What happens if I fail a BCFSA practice review?

The consequences depend on the severity of the findings. Minor documentation gaps may result in a letter of guidance or requirement to complete additional education. More serious violations -- such as missing FINTRAC records, undisclosed dual agency, or mishandling of trust funds -- can result in formal disciplinary action including fines (up to $500,000 for individuals under RESA), licence conditions, suspension, or cancellation. BCFSA publishes disciplinary decisions publicly, which also affects your reputation. The best strategy is to treat compliance as ongoing practice, not something you prepare for only when an audit is announced.

How long do I need to keep transaction records?

Under the Real Estate Services Rules, you must retain all transaction-related documents for a minimum of 7 years from the date of the transaction. Under FINTRAC, identity verification records must be kept for at least 5 years after the last transaction with the client. PIPEDA requires retention of personal information only as long as necessary for the identified purpose, but the 7-year RESA requirement effectively sets the floor. In practice, keeping records for 7 years from the transaction date covers all three requirements. Your brokerage is the primary record keeper, but you should maintain your own copies.

Do I need to verify the identity of both buyers and sellers?

Yes. FINTRAC requires identity verification for every client in a real estate transaction -- both buyers and sellers. If you represent the buyer, you verify the buyer. If you represent the seller, you verify the seller. In a dual agency situation, you verify both parties. The verification must be done using valid, unexpired government-issued photo identification, and the record must include the person's full legal name, date of birth, address, occupation, and the ID details (type, number, issuing jurisdiction, expiry date).

What CASL records do I need to keep?

For every contact you send commercial electronic messages to, you must be able to produce: the type of consent (express or implied), the date consent was obtained, how consent was obtained (web form, verbal agreement, business card exchange), what the person consented to receive, and for implied consent, the basis (existing business relationship, inquiry, conspicuous publication). You must also maintain your unsubscribe list and be able to show that unsubscribe requests were processed within 10 business days. Keep these records as long as you have the contact in your marketing database, plus 3 years after they unsubscribe.

Is using a CRM enough to ensure compliance?
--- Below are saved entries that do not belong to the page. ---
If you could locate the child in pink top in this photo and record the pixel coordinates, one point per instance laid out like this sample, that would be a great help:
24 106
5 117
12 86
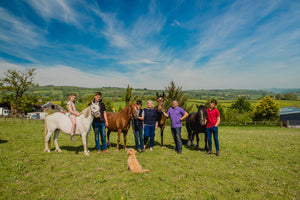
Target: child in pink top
73 113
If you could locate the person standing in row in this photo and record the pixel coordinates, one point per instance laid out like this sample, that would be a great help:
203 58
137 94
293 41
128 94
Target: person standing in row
73 113
176 114
150 123
99 124
213 121
138 129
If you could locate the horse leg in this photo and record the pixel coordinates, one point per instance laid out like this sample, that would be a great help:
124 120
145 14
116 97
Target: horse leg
125 138
84 141
197 137
48 135
56 133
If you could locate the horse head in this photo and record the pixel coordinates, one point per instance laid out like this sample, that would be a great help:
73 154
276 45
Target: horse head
201 113
95 109
160 102
133 109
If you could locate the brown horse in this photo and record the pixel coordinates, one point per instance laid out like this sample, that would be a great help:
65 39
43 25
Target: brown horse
120 122
161 118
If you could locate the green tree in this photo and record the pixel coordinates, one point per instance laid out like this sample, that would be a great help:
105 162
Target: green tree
176 93
15 84
241 105
278 97
289 96
128 95
266 109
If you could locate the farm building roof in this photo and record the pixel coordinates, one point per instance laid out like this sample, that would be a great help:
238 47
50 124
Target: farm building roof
288 110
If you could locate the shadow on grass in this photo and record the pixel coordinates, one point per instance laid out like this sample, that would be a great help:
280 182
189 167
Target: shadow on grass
121 146
3 141
74 148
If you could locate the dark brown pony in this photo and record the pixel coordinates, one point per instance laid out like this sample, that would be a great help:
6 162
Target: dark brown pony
120 122
161 118
195 124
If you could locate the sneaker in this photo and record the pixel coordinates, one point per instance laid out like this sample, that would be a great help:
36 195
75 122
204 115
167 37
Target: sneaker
72 138
209 152
106 151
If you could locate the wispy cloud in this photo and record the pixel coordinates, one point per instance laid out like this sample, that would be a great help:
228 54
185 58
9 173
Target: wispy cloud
237 43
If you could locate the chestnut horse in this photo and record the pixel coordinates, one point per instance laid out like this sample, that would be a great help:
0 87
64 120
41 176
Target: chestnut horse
161 118
195 124
120 122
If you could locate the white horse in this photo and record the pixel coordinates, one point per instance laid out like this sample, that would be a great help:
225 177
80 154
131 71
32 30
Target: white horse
60 122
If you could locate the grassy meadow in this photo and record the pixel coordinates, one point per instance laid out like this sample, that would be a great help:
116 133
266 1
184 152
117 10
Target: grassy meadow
255 163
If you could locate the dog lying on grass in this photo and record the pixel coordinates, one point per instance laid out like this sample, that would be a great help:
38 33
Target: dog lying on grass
132 163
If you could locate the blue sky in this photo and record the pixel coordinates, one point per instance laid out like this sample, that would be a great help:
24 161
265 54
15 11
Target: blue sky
199 44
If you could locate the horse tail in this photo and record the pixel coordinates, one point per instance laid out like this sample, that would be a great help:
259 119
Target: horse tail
46 132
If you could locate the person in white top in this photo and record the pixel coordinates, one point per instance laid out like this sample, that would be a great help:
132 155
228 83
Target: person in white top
73 113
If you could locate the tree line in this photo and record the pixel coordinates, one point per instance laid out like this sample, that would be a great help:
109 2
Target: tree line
15 84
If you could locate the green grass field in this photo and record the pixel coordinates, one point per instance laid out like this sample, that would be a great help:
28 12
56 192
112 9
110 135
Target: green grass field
255 163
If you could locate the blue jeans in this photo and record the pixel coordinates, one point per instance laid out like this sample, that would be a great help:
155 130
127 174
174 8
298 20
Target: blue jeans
209 131
99 127
149 131
176 133
138 137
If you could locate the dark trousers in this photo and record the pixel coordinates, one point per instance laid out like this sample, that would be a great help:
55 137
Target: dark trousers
176 133
99 127
212 130
149 131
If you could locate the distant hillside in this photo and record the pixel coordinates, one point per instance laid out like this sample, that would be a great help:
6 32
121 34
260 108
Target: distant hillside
115 93
296 91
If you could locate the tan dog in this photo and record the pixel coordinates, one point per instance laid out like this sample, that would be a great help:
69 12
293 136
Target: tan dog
132 163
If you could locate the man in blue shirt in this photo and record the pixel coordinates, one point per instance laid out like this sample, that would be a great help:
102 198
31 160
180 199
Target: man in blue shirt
176 114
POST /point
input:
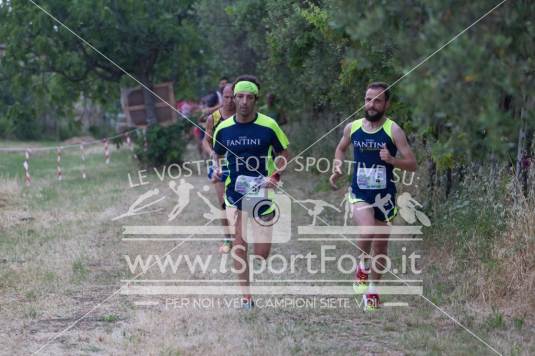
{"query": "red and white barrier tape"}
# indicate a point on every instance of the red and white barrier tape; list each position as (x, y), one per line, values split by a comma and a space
(26, 165)
(107, 150)
(83, 160)
(145, 142)
(59, 174)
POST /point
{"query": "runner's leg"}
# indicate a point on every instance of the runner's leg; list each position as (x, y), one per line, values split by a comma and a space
(239, 250)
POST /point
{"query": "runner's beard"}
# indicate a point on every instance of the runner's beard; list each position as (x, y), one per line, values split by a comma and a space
(373, 118)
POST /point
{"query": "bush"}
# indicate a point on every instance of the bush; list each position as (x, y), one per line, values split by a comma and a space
(165, 145)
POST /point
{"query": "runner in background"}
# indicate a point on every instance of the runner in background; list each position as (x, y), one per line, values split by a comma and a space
(226, 110)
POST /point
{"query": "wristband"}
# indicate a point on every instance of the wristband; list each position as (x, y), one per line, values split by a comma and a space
(276, 176)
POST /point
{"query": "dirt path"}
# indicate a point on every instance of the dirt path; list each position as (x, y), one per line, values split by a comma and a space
(81, 273)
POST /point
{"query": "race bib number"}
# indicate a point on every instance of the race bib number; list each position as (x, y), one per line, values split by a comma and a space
(250, 186)
(371, 178)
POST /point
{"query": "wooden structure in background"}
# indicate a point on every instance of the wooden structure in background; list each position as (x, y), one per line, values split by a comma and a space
(133, 104)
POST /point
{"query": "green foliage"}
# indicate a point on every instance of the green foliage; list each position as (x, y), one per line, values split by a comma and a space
(166, 145)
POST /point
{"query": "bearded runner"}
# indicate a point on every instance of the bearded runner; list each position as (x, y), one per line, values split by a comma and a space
(376, 141)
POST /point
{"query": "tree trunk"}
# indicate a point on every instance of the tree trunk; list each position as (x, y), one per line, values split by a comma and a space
(525, 136)
(150, 107)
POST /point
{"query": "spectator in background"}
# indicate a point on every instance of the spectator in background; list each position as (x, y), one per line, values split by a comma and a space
(273, 110)
(215, 99)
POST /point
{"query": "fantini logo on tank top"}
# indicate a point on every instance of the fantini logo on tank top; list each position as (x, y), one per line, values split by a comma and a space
(368, 145)
(244, 141)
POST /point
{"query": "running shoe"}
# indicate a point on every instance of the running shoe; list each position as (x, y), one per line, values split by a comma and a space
(226, 246)
(247, 303)
(360, 285)
(371, 301)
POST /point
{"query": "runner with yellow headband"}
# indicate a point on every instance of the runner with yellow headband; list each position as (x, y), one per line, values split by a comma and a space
(249, 141)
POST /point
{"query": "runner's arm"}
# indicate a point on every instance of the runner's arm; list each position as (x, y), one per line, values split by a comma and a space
(339, 156)
(407, 161)
(207, 140)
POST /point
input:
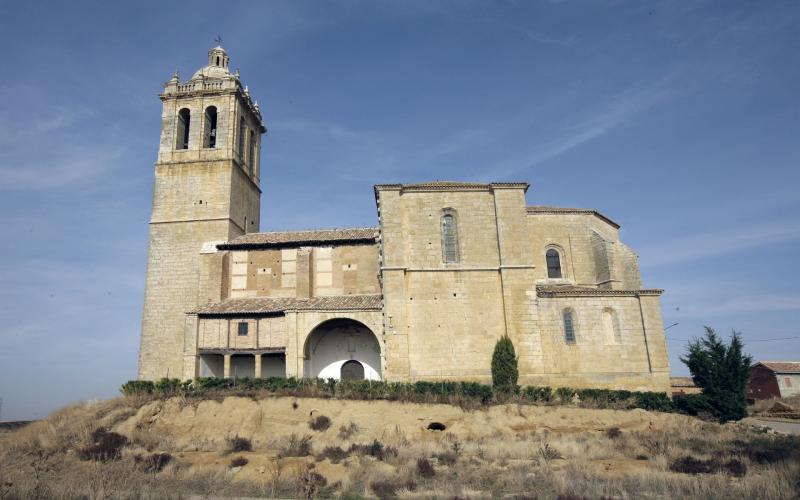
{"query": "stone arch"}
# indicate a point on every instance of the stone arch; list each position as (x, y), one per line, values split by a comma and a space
(334, 342)
(184, 121)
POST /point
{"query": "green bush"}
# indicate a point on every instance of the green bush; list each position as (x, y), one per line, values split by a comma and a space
(504, 366)
(696, 405)
(461, 393)
(722, 371)
(653, 401)
(169, 386)
(133, 387)
(538, 394)
(565, 394)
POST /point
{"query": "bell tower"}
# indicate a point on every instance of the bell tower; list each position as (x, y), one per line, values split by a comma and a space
(206, 189)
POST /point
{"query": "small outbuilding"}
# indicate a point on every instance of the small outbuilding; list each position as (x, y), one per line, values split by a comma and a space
(774, 379)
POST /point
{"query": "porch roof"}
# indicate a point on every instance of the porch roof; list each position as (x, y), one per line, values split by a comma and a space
(585, 291)
(278, 239)
(275, 305)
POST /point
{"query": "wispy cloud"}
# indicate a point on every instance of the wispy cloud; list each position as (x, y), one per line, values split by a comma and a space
(582, 128)
(715, 243)
(50, 151)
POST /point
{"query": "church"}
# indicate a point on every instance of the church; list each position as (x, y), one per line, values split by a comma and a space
(448, 269)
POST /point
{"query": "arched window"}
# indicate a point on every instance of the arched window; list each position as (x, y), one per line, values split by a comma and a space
(553, 263)
(210, 136)
(449, 238)
(352, 370)
(611, 326)
(240, 145)
(184, 121)
(569, 326)
(251, 154)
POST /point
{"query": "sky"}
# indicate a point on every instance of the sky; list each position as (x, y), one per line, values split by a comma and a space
(679, 120)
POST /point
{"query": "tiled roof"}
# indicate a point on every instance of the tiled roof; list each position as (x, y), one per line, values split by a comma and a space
(585, 291)
(541, 209)
(782, 366)
(294, 238)
(452, 186)
(681, 382)
(270, 305)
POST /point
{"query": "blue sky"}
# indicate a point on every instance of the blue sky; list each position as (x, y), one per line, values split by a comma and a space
(680, 120)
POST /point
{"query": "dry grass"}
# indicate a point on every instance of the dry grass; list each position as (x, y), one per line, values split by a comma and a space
(676, 460)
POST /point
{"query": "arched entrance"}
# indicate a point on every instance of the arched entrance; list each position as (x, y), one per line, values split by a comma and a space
(342, 349)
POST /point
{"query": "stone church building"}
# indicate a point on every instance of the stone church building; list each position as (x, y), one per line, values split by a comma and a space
(448, 269)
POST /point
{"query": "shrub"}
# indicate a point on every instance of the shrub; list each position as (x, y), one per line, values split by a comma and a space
(736, 467)
(722, 372)
(168, 386)
(691, 465)
(436, 426)
(565, 394)
(696, 405)
(449, 458)
(384, 488)
(474, 390)
(376, 449)
(320, 423)
(538, 394)
(238, 444)
(333, 453)
(346, 432)
(424, 467)
(153, 463)
(105, 446)
(134, 387)
(309, 483)
(504, 366)
(764, 449)
(296, 447)
(653, 401)
(548, 453)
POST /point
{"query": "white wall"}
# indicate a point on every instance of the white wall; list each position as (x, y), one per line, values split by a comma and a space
(336, 342)
(243, 366)
(792, 387)
(273, 366)
(212, 365)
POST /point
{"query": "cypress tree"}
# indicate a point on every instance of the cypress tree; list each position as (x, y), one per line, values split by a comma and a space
(722, 371)
(504, 366)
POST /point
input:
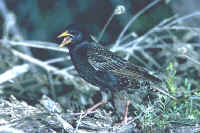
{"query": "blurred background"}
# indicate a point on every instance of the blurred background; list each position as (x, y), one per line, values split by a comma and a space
(164, 38)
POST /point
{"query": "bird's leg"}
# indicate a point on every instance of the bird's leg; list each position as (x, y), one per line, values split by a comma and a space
(103, 101)
(124, 121)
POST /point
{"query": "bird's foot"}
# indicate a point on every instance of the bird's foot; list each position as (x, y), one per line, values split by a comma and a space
(94, 107)
(124, 121)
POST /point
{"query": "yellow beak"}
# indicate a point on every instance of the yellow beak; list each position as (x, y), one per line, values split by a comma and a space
(64, 34)
(67, 39)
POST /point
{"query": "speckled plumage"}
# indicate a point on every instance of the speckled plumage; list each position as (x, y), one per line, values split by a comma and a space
(103, 68)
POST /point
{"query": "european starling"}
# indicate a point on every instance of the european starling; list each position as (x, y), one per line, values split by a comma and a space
(101, 67)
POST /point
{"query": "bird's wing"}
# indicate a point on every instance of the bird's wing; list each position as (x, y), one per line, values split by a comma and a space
(104, 60)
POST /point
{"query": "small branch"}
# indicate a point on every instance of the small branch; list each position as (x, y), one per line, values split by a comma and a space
(13, 73)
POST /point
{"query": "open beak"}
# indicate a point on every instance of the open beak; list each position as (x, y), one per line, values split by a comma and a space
(67, 39)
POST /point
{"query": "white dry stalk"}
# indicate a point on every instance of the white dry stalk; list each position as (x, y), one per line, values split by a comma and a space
(14, 72)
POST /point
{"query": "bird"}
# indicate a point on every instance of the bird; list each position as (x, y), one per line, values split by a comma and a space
(103, 68)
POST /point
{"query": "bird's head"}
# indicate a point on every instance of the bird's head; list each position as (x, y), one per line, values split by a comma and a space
(73, 35)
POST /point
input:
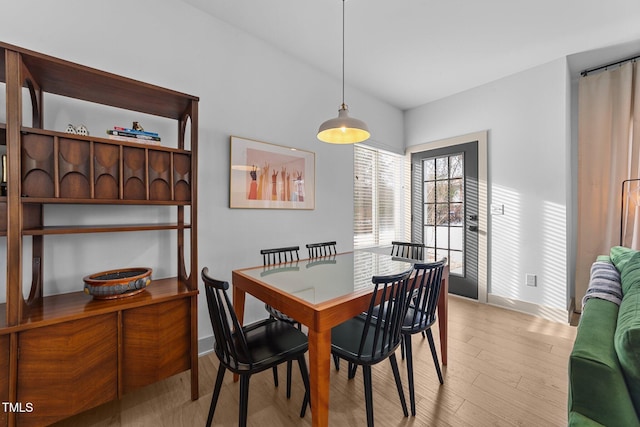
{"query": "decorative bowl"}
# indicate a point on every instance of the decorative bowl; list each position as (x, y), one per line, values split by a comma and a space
(120, 283)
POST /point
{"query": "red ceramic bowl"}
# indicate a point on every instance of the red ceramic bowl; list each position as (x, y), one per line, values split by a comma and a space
(120, 283)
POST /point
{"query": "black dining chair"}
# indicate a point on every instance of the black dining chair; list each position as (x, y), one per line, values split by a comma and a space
(278, 256)
(370, 338)
(408, 250)
(324, 250)
(246, 350)
(421, 315)
(317, 250)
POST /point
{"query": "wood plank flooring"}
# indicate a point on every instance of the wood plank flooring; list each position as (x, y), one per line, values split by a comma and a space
(505, 369)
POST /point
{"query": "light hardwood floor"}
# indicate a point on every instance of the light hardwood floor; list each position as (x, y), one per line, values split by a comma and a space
(505, 369)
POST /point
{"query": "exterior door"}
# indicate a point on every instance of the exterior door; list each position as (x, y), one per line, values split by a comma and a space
(445, 211)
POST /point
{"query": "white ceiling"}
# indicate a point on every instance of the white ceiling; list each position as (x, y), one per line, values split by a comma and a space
(410, 52)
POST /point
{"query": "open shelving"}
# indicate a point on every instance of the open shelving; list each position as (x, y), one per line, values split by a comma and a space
(91, 351)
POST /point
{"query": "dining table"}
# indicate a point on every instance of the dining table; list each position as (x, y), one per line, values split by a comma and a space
(321, 293)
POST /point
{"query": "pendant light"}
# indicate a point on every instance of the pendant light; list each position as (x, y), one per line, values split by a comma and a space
(343, 129)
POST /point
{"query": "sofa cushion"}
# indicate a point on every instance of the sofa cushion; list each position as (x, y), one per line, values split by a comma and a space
(627, 341)
(597, 387)
(627, 261)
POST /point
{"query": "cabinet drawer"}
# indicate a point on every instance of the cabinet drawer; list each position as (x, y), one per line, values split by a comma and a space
(156, 342)
(67, 368)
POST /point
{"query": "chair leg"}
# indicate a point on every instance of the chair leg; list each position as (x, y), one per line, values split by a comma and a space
(434, 354)
(352, 370)
(307, 387)
(289, 366)
(275, 375)
(244, 400)
(368, 393)
(396, 375)
(412, 395)
(216, 394)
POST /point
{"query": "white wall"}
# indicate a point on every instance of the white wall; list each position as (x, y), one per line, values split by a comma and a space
(528, 148)
(246, 88)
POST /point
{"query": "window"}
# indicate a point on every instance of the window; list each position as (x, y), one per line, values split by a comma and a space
(378, 197)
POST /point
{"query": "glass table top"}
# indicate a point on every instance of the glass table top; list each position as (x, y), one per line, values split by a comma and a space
(323, 279)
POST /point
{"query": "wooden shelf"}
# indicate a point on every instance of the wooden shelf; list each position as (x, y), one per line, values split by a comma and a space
(73, 345)
(102, 140)
(76, 305)
(65, 78)
(80, 229)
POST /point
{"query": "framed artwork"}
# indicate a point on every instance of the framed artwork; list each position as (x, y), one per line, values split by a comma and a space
(270, 176)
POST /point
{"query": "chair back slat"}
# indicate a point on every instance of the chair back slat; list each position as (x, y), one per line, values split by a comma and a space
(280, 255)
(317, 250)
(427, 283)
(230, 342)
(408, 250)
(381, 334)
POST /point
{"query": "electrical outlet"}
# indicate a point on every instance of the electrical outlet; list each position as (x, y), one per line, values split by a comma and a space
(531, 280)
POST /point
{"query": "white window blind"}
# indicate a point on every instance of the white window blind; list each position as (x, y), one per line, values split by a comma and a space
(377, 197)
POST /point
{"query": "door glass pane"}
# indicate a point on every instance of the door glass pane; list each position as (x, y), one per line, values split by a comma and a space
(430, 236)
(429, 168)
(456, 238)
(430, 192)
(455, 262)
(442, 214)
(456, 214)
(442, 168)
(456, 192)
(430, 215)
(442, 191)
(456, 166)
(442, 237)
(444, 211)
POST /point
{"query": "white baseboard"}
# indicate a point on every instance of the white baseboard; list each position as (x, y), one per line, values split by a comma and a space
(549, 313)
(205, 345)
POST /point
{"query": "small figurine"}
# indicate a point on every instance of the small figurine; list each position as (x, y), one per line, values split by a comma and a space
(82, 130)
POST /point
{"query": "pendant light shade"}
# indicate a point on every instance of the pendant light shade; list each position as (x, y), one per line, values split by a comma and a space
(343, 129)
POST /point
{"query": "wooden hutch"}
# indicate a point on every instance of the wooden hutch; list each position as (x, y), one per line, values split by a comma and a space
(63, 354)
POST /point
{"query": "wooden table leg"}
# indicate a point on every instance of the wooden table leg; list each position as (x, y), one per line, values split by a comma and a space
(319, 366)
(443, 314)
(238, 306)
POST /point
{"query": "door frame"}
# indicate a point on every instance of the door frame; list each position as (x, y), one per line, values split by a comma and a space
(483, 187)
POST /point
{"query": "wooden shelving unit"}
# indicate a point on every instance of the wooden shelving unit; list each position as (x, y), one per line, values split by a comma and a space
(63, 354)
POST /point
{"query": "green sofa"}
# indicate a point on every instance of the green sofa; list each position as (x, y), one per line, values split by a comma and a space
(604, 366)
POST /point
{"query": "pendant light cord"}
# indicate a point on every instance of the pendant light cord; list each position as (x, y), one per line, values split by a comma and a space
(343, 1)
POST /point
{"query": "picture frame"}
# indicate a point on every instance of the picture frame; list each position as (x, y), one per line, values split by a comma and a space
(270, 176)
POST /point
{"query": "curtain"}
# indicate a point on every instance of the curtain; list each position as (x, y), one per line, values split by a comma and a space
(608, 154)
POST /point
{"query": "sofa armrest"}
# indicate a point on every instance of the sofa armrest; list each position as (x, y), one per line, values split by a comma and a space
(597, 388)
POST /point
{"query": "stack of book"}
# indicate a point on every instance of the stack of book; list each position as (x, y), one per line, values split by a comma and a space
(132, 135)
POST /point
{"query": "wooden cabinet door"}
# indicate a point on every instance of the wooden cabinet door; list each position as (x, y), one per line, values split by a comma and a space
(4, 375)
(66, 368)
(156, 342)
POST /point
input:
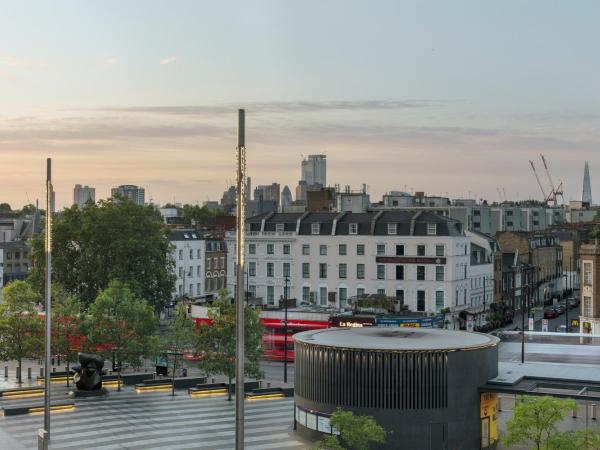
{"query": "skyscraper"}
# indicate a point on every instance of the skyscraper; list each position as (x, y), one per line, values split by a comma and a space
(314, 170)
(134, 193)
(83, 194)
(586, 198)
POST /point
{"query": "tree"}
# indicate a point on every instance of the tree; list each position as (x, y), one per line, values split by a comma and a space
(535, 421)
(114, 239)
(179, 338)
(356, 432)
(215, 342)
(121, 325)
(21, 328)
(66, 326)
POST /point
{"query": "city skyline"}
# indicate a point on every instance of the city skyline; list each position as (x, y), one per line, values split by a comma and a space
(428, 97)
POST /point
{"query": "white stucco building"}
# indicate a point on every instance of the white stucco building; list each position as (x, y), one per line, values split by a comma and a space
(420, 258)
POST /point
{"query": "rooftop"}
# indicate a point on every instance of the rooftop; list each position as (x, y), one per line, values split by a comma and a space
(398, 339)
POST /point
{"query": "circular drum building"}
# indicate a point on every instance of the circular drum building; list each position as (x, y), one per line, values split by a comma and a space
(420, 384)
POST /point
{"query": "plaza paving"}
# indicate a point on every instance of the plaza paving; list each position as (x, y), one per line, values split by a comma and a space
(155, 420)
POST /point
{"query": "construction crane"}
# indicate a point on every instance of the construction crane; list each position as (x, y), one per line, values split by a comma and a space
(538, 179)
(556, 191)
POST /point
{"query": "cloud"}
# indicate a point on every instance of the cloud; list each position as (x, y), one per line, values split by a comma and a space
(169, 60)
(23, 63)
(110, 61)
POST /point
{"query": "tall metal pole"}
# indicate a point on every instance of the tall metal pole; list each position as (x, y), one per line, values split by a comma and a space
(285, 332)
(239, 297)
(48, 349)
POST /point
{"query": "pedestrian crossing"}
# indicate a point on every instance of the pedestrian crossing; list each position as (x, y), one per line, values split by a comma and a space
(127, 420)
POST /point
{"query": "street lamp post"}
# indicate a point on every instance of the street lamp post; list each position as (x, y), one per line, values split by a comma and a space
(287, 280)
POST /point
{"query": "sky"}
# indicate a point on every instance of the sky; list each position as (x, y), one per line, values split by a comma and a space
(446, 97)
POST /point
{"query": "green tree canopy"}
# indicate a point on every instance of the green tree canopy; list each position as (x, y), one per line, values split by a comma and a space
(356, 432)
(535, 422)
(114, 239)
(21, 328)
(122, 324)
(215, 342)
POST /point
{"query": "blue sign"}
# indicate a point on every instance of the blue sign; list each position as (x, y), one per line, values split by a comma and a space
(415, 322)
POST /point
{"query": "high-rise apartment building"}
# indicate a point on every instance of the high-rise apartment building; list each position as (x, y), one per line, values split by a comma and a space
(83, 195)
(314, 170)
(134, 193)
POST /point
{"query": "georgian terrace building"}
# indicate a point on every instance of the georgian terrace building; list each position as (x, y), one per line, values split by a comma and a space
(421, 258)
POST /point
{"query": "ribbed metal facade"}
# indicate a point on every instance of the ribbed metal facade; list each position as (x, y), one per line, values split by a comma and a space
(372, 379)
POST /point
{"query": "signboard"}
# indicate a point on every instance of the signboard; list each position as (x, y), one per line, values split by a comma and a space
(415, 322)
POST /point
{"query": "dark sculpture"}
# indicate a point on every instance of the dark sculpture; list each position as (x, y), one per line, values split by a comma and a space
(88, 376)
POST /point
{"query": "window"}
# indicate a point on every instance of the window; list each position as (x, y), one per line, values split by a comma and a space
(587, 306)
(271, 295)
(305, 270)
(439, 301)
(322, 270)
(305, 294)
(323, 296)
(400, 296)
(399, 272)
(587, 274)
(360, 271)
(420, 300)
(439, 273)
(343, 297)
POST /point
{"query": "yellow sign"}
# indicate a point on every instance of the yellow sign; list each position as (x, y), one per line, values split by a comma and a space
(488, 412)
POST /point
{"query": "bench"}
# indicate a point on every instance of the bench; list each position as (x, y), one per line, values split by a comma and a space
(37, 408)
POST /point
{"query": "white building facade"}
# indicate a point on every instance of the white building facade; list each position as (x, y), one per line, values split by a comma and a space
(420, 258)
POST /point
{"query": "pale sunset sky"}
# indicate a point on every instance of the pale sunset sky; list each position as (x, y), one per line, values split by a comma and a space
(446, 97)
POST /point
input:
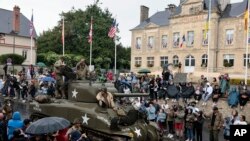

A CRM with compliance features makes compliance significantly easier, but it does not guarantee it. The CRM can track consent records, store FINTRAC data, enforce document checklists, and create audit trails -- but you still need to actually collect the information, verify identities in person, obtain genuine consent, and follow through on your obligations. Think of the CRM as compliance infrastructure: it provides the structure, reminders, and record-keeping, but the substance comes from your professional practice.